So my IPhone 7 plus blew up this morning 🤗 was not even using it, literally no explanation for this pic.twitter.com/sQ8CJt4Y69
— Bree✨ (@briannaolivas_) February 23, 2017
"Dude, what the f***?! Are you f****** serious right now?" says 18-year-old Brianna Olivas, of Tucson, Arizona, in the video, which clearly displayed smoke rising from an iPhone.
The video has over a million views and nearly 30,000 retweets on Twitter. Olivas claims to have bought her phone Tuesday, but it would not turn on. She took it to an Apple store where employees tested the phone and restored its functionality.
"The next morning I was asleep with my phone charging next to my head, my boyfriend grabbed the phone and put it on the dresser," she told Mashable. "He went the the [sic] restroom… and from the corner of his eye he saw my phone steaming and [heard] a squealing noise."
"By the time he got over to the phone it had already caught fire, he quickly grabbed the phone and threw it in the restroom… as soon as he threw it in the restroom is [sic] blew up and more smoke started coming out of the phone."
@briannaolivas_ pic.twitter.com/MLllo8DvSa
— Bree✨ (@briannaolivas_) February 23, 2017
Olivas gave the destroyed phone to Apple, and they are trying to discern the cause of the fire. The most common cause for incidents of iPhones fatally overheating is when they are charged with knock-off devices, instead of an authentic Apple charger. However, Olivas claims that she was using the charger that was sold with her phone.

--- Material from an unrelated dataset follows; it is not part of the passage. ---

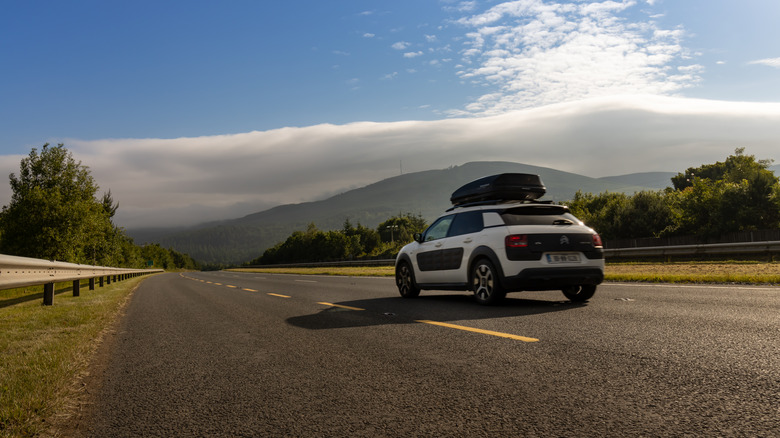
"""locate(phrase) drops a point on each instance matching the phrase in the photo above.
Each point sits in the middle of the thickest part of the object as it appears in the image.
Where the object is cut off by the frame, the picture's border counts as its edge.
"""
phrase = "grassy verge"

The other likely cause would be a factory error, but the phone passed the Apple store's diagnostic tests with no issues reported.
In 2016, Samsung went through a similar ordeal with the Galaxy Note 7. Defective lithium-ion batteries caused the devices to occasionally short circuit and even ignite. Samsung recalled the phones, and eventually scrapped the model when their fixes failed. The product's failure resulted in $10 billion in losses to the tech giant, something Apple would like to avoid.
The damage has already begun, however, as Apple stock tumbled, from $137.37 to $135.48 after the video went viral, a 1.4 percent decline.
Apple says that they expect to know more soon. "We are in touch with the customer and looking into it," they said in a statement.
Overall, iPhones rarely catch fire. The last incident to make news was in October 2016, when an iPhone 7 caught on fire in Australia, destroying the owner's car in the process. Apple did not release an official explanation for why that phone exploded.
"All of this has been causing me really bad anxiety," Olivas told Gizmodo. "It's not severe, but my anxiety has never been this bad. My mother is involved and right now she's just worried about making me feel better."